Che Guevara was made head of the National Bank of Cuba in 1960. As head of the bank, and later director of industry, Che wrote a lot about the planning of a socialist economy. Implicit in Che's writings on human socialisation and moral incentives is a criticism of the Soviet Union and of Stalinist methods of social control.

Che was critical of the Soviet method of relying too heavily on material incentives and coercion to increase production. He felt this drove socialist society further away from its goal of removing alienation and cemented capitalist methods of work. Che argued that moral incentives had to be used as well as material ones during the transition from capitalism to socialism.

Of course, moral incentives require political conviction and a dialogue between workers and the revolutionary party. In an undemocratic society such as the Soviet Union, where the leadership was removed from the masses by bureaucratic privilege and where the political freedom of the masses was kept in check by the fear of persecution, moral incentives had little effect. Why should people work hard for such a system?

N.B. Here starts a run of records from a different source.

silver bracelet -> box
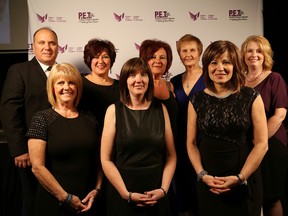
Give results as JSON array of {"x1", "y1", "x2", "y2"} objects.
[
  {"x1": 127, "y1": 192, "x2": 132, "y2": 203},
  {"x1": 197, "y1": 170, "x2": 208, "y2": 181},
  {"x1": 237, "y1": 174, "x2": 248, "y2": 185}
]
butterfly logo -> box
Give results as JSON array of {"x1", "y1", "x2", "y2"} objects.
[
  {"x1": 36, "y1": 13, "x2": 48, "y2": 23},
  {"x1": 58, "y1": 44, "x2": 68, "y2": 53},
  {"x1": 189, "y1": 12, "x2": 200, "y2": 21},
  {"x1": 113, "y1": 13, "x2": 124, "y2": 22}
]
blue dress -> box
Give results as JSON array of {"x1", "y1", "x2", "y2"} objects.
[{"x1": 170, "y1": 73, "x2": 205, "y2": 215}]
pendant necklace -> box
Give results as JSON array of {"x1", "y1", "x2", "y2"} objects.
[
  {"x1": 186, "y1": 81, "x2": 189, "y2": 89},
  {"x1": 246, "y1": 71, "x2": 264, "y2": 82}
]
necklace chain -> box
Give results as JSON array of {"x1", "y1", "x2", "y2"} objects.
[
  {"x1": 246, "y1": 71, "x2": 264, "y2": 82},
  {"x1": 212, "y1": 89, "x2": 233, "y2": 99}
]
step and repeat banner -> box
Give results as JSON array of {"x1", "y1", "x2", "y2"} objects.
[{"x1": 27, "y1": 0, "x2": 263, "y2": 79}]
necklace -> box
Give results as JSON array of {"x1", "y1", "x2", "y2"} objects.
[
  {"x1": 212, "y1": 88, "x2": 233, "y2": 99},
  {"x1": 246, "y1": 71, "x2": 264, "y2": 82},
  {"x1": 186, "y1": 81, "x2": 189, "y2": 89}
]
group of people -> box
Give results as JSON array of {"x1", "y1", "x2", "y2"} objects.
[{"x1": 0, "y1": 26, "x2": 287, "y2": 216}]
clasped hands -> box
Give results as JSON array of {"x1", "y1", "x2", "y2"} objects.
[
  {"x1": 128, "y1": 188, "x2": 165, "y2": 207},
  {"x1": 202, "y1": 174, "x2": 240, "y2": 194}
]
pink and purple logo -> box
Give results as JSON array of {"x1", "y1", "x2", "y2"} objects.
[
  {"x1": 189, "y1": 12, "x2": 200, "y2": 21},
  {"x1": 114, "y1": 13, "x2": 125, "y2": 22},
  {"x1": 36, "y1": 13, "x2": 48, "y2": 23}
]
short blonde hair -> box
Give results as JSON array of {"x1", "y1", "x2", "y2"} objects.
[{"x1": 47, "y1": 63, "x2": 82, "y2": 107}]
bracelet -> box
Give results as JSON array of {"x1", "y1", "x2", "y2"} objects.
[
  {"x1": 95, "y1": 186, "x2": 101, "y2": 193},
  {"x1": 237, "y1": 174, "x2": 248, "y2": 185},
  {"x1": 60, "y1": 193, "x2": 72, "y2": 207},
  {"x1": 160, "y1": 187, "x2": 167, "y2": 197},
  {"x1": 127, "y1": 192, "x2": 132, "y2": 203},
  {"x1": 197, "y1": 170, "x2": 208, "y2": 181}
]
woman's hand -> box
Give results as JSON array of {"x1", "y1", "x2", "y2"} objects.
[
  {"x1": 78, "y1": 189, "x2": 98, "y2": 213},
  {"x1": 127, "y1": 192, "x2": 158, "y2": 207},
  {"x1": 202, "y1": 174, "x2": 241, "y2": 194}
]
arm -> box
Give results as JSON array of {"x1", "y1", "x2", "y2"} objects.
[
  {"x1": 239, "y1": 95, "x2": 268, "y2": 180},
  {"x1": 142, "y1": 104, "x2": 177, "y2": 203},
  {"x1": 267, "y1": 108, "x2": 287, "y2": 138},
  {"x1": 186, "y1": 101, "x2": 203, "y2": 175},
  {"x1": 160, "y1": 103, "x2": 177, "y2": 193},
  {"x1": 0, "y1": 65, "x2": 27, "y2": 161},
  {"x1": 187, "y1": 101, "x2": 229, "y2": 194},
  {"x1": 28, "y1": 138, "x2": 87, "y2": 212},
  {"x1": 101, "y1": 104, "x2": 129, "y2": 199}
]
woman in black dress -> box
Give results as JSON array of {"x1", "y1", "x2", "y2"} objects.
[
  {"x1": 26, "y1": 63, "x2": 102, "y2": 216},
  {"x1": 80, "y1": 38, "x2": 120, "y2": 131},
  {"x1": 187, "y1": 40, "x2": 268, "y2": 216},
  {"x1": 101, "y1": 57, "x2": 177, "y2": 216}
]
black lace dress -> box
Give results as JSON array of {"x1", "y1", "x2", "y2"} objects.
[{"x1": 190, "y1": 86, "x2": 262, "y2": 216}]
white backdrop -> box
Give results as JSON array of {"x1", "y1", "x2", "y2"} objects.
[{"x1": 27, "y1": 0, "x2": 263, "y2": 79}]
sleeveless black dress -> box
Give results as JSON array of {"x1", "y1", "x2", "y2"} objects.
[
  {"x1": 105, "y1": 100, "x2": 171, "y2": 216},
  {"x1": 190, "y1": 86, "x2": 262, "y2": 216}
]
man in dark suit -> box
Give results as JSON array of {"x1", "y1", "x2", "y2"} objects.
[{"x1": 0, "y1": 27, "x2": 59, "y2": 216}]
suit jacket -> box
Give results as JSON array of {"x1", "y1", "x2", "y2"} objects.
[{"x1": 0, "y1": 57, "x2": 51, "y2": 157}]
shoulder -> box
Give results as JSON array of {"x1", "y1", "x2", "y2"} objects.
[
  {"x1": 29, "y1": 109, "x2": 56, "y2": 131},
  {"x1": 165, "y1": 80, "x2": 174, "y2": 92},
  {"x1": 269, "y1": 72, "x2": 287, "y2": 84},
  {"x1": 107, "y1": 103, "x2": 117, "y2": 114},
  {"x1": 190, "y1": 90, "x2": 205, "y2": 100},
  {"x1": 170, "y1": 73, "x2": 183, "y2": 84},
  {"x1": 239, "y1": 86, "x2": 260, "y2": 103},
  {"x1": 32, "y1": 108, "x2": 57, "y2": 122},
  {"x1": 240, "y1": 86, "x2": 259, "y2": 96},
  {"x1": 113, "y1": 79, "x2": 120, "y2": 84},
  {"x1": 7, "y1": 57, "x2": 41, "y2": 76}
]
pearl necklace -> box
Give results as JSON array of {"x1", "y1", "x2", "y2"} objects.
[
  {"x1": 246, "y1": 71, "x2": 264, "y2": 82},
  {"x1": 212, "y1": 89, "x2": 233, "y2": 99}
]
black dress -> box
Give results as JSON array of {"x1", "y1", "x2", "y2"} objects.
[
  {"x1": 190, "y1": 86, "x2": 262, "y2": 216},
  {"x1": 26, "y1": 108, "x2": 100, "y2": 216},
  {"x1": 154, "y1": 91, "x2": 178, "y2": 140},
  {"x1": 105, "y1": 100, "x2": 171, "y2": 216},
  {"x1": 80, "y1": 77, "x2": 120, "y2": 130}
]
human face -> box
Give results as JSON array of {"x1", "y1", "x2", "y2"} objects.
[
  {"x1": 148, "y1": 47, "x2": 167, "y2": 77},
  {"x1": 33, "y1": 29, "x2": 58, "y2": 66},
  {"x1": 208, "y1": 51, "x2": 233, "y2": 85},
  {"x1": 53, "y1": 77, "x2": 77, "y2": 105},
  {"x1": 244, "y1": 41, "x2": 264, "y2": 69},
  {"x1": 179, "y1": 41, "x2": 200, "y2": 67},
  {"x1": 91, "y1": 51, "x2": 111, "y2": 76},
  {"x1": 127, "y1": 71, "x2": 149, "y2": 97}
]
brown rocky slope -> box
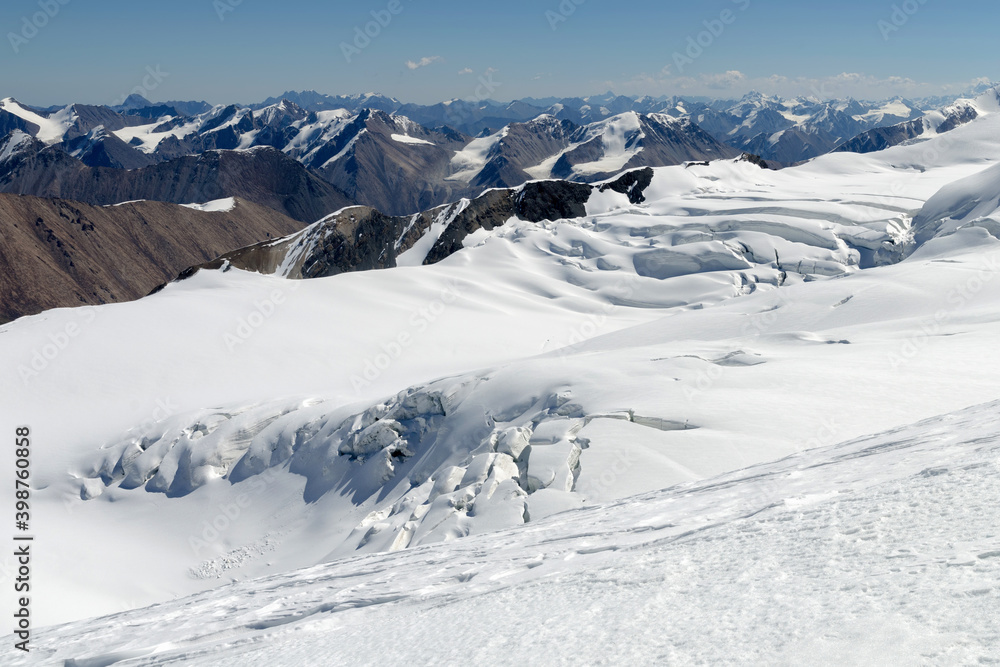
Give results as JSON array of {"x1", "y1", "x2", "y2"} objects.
[{"x1": 0, "y1": 194, "x2": 305, "y2": 323}]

In revolutionary Cuba, however, moral incentives were emphasised in attempts to help development. In contrast to the Soviet Union, the workers would enjoy the fruits of their efforts and would control how they would benefit society, rather than have them taken away.

Che was an enthusiastic advocate of voluntary work and regularly set a personal example, taking to the countryside and participating in these schemes. There are photos of Che cutting cane, working as a stevedore, driving a farm tractor and working in the mines. Unlike Australia's treasurer Peter Costello, who would probably regard physical labour with disdain, Cuba's treasurer worked side by side with other workers down a mine or in the fields.

In the 1970s the Cuban government moved away from the moral incentives promoted by Che and copied more closely the Soviet economic model. But in 1986 Cuba reconsidered and embarked on a "return to Che". Strengthening workers' democracy and voluntary work were again seen as an essential element in economic development.

It was not only in the sphere of economic planning that Che challenged Stalinism; it was also in his spirit of revolutionary internationalism. Che's genuine commitment to humanity made him an opponent of Stalinism and all its treacherous methods.

The 1960s were a period of deep tensions between the US and the USSR. The wars in Korea and then Vietnam had shown the lengths to which the USA would go to contain the threat of revolution. In 1961 Cuba faced its own onslaught — a US-sponsored invasion at the Bay of Pigs. The USSR, meanwhile, pursued a policy of "peaceful co-existence": the survival of new revolutions was to be traded for the security of the USSR.

Che and the Cubans rejected this insular, and counter-revolutionary, view. For Che, the revolution did not belong to any one country; it was an international movement. Taking great inspiration from the Vietnamese revolutionaries, Che called for "one, two, many Vietnams", a call which echoed throughout Latin America and the world.